Enfim, começou a primeira aula e meu sonho parecia que estava se tornando em um pesadelo. Com um grande atraso, o professor entra fumando um cigarrinho do diabo e apresentando como seria sua cadeira - ou seja, a disciplina. Olhei para o lado e, aqueles alunos que o olhavam como herói, já risquei mentalmente da lista de qualquer possibilidade de trocar um boa noite sequer. Conforme minha primeira observação, os dois mais arrumadinhos o olhavam com desprezo e havia também uma menina que claramente balançava a cabeça negativamente ao olhar para o “doutor”, nas palavras dele. Eu já encontrei minha galera.

Depois da aula, se é que dá para dizer isso, talvez aula de egocentrismo de virtudes ruins, aí realmente aquele cara é doutor, eu procurei fazer amizade com a menina que balançava a cabeça negativamente para aquilo. Seu nome é Anna Campos, inclusive é a mais bela da turma, talvez até do curso. Alguns daqueles idiotas vieram dar em cima de nós e foram prontamente desprezados. Fomos para outra sala para mais uma aula. São duas aulas todas as noites, ao menos nesse primeiro semestre.

E a aula seguinte foi bem mais promissora. “Agora sim, algo cult”, nas otimistas palavras de Anna. O professor, pelo que entendi, estava usando o método socrático para nos fazer refletir sobre algumas coisas. De repente achei estranho o fato de as respostas dos alunos serem as mesmas e o professor sempre responder que estava “estimulando o pensamento crítico”. Pensamento crítico? Sempre em concordância e pensamentos iguais? E quando um dos gatinhos do que queria como minha galera o confrontou em ideia ele claramente não gostou.

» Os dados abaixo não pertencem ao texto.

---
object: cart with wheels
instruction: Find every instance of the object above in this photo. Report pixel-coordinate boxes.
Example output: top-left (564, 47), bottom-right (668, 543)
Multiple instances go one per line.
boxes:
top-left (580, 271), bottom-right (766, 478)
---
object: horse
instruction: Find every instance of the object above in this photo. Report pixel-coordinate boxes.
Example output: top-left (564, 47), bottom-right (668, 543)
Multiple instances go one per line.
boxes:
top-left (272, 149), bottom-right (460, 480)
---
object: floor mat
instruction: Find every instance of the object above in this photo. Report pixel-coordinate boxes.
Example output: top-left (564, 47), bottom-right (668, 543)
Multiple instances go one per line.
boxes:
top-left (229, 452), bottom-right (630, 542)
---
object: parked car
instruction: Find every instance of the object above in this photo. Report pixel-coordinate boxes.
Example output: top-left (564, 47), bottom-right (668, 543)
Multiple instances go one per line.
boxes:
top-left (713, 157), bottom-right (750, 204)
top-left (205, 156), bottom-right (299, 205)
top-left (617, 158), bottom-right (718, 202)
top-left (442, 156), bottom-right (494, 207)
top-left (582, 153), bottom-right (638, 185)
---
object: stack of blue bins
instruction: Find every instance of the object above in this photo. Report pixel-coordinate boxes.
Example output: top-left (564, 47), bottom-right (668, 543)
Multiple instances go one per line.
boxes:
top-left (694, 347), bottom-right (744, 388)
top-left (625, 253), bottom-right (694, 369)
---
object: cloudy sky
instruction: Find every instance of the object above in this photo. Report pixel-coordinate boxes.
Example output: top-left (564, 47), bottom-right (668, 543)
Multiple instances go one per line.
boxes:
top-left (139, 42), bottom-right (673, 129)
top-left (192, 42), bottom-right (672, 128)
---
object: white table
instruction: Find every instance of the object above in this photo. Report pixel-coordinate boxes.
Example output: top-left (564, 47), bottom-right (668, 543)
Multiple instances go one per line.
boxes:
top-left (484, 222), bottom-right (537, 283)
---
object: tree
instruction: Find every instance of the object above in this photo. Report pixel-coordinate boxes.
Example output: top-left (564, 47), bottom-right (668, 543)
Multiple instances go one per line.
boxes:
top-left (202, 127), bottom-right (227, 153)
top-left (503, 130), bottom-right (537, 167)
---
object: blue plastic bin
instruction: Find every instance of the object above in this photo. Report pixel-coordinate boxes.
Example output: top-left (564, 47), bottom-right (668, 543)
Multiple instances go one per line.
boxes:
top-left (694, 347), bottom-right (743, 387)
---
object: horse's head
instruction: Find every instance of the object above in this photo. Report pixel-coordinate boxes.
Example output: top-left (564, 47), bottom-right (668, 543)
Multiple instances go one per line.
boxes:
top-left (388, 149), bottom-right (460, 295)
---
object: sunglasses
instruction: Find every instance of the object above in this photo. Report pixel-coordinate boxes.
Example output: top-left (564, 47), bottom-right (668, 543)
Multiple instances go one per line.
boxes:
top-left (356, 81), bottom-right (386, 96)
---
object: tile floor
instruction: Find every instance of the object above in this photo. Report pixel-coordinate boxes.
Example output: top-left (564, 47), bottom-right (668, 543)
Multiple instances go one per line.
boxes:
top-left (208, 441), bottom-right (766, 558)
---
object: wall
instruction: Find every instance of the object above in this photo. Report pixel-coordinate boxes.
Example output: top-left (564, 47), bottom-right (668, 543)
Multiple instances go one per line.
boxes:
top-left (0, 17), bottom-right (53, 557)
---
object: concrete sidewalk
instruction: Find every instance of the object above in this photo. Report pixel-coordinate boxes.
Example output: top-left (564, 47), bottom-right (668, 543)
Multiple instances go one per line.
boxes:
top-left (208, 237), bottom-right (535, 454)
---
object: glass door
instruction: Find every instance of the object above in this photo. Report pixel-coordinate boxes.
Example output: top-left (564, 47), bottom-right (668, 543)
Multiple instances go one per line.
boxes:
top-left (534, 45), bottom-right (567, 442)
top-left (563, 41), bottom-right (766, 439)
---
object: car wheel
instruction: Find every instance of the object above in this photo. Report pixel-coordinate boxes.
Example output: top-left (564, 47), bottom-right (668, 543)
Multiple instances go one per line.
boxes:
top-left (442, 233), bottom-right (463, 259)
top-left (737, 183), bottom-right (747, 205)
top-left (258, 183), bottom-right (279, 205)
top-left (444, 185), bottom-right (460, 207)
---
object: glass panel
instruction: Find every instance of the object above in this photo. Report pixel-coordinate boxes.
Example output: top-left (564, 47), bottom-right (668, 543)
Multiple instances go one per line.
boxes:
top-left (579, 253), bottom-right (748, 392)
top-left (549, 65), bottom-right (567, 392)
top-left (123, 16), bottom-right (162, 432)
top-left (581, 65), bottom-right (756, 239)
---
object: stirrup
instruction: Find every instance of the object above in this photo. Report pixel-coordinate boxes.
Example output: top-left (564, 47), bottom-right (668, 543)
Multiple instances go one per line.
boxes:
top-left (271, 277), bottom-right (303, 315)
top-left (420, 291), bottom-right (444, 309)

- Cult nada, amiga. Ele é só outro idiota - sussurrei em aviso.

- Pior viu, mas é menos ruim que o maconheiro - ela apontou e tive que concordar. Ao menos tinha algum conteúdo.

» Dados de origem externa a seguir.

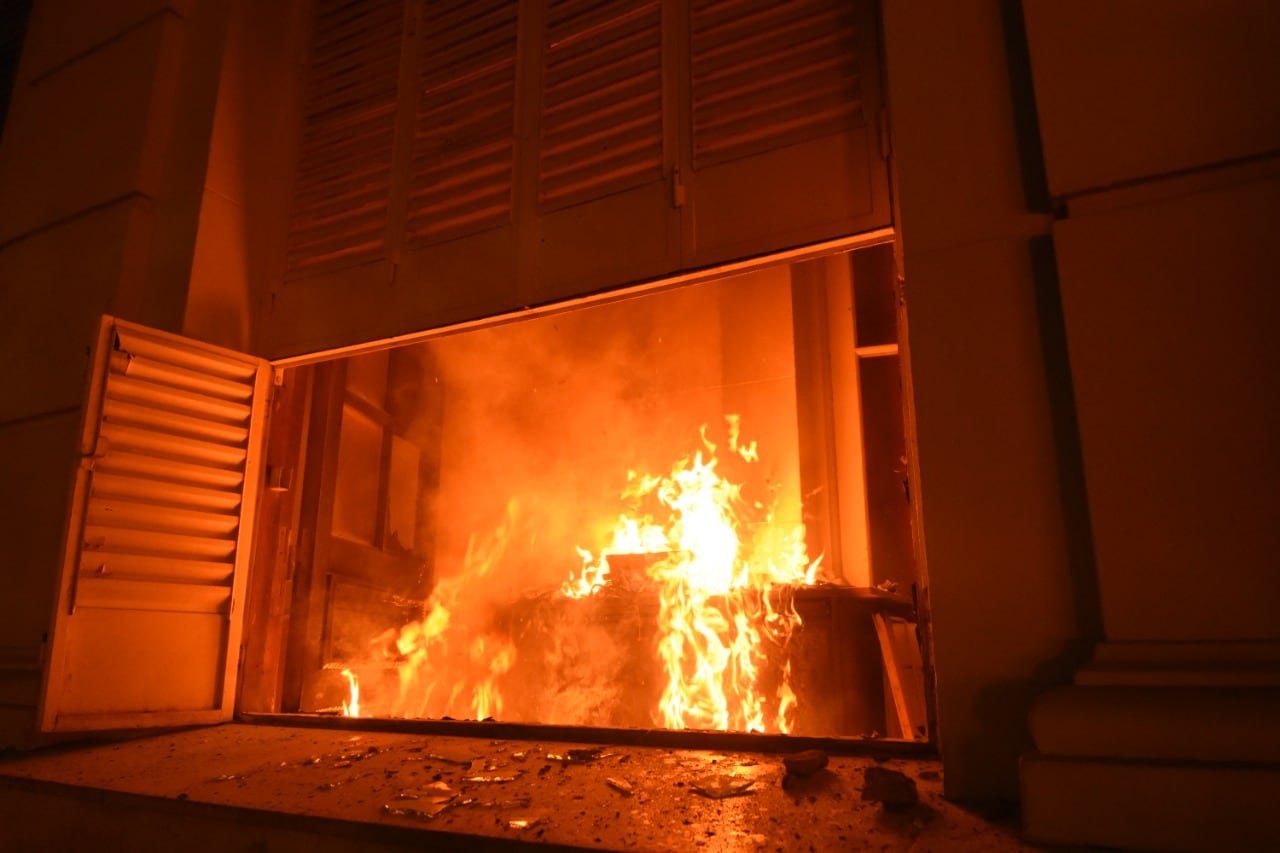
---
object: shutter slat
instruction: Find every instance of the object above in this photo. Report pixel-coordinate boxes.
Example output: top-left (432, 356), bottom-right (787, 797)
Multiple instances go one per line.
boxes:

- Depois vamos falar com esse menino e com aquele outro?! - queria saber a opinião dela, mas dando a entender que eu iria fazer aquilo.

- Claro, mas o de olhos azuis é meu - ela respondeu com alguma malícia.

Inicialmente eu fiquei com cara de idiota, mas depois ela riu e entendi que falou brincando... certamente com fundo de verdade. Para a sorte dela, ou não, ainda não queria me envolver com ninguém. Na real, Anna é tão charmosa que eu sei que não poderia competir com ela.

Os dois meninos não eram próximos um do outro, então falamos primeiro com um e depois com o outro, isso após a aula. Ambos bem solitários e com jeitões sérios. O nome do primeiro é Victor Galvão - o de olhos azuis - e o do segundo é Bernardo Wein. Não trocamos muitas palavras por conta do horário e logo cada um foi para sua casa, porém era promissor que seria nossa galera.

No dia seguinte eu acordei levando bronca da minha mãe em uma ligação, afinal acordei tarde e nada ainda de emprego. Tiro o resto do dia para procurar alguma coisa. Até o momento nada de emprego, só algumas bobas esperanças e vou para mais uma aula de Filosofia, assim espero, ao menos. Julgando por ontem será outro dia tenso... duas novas cadeiras, quem sabe ao menos encontre alguma filosofia.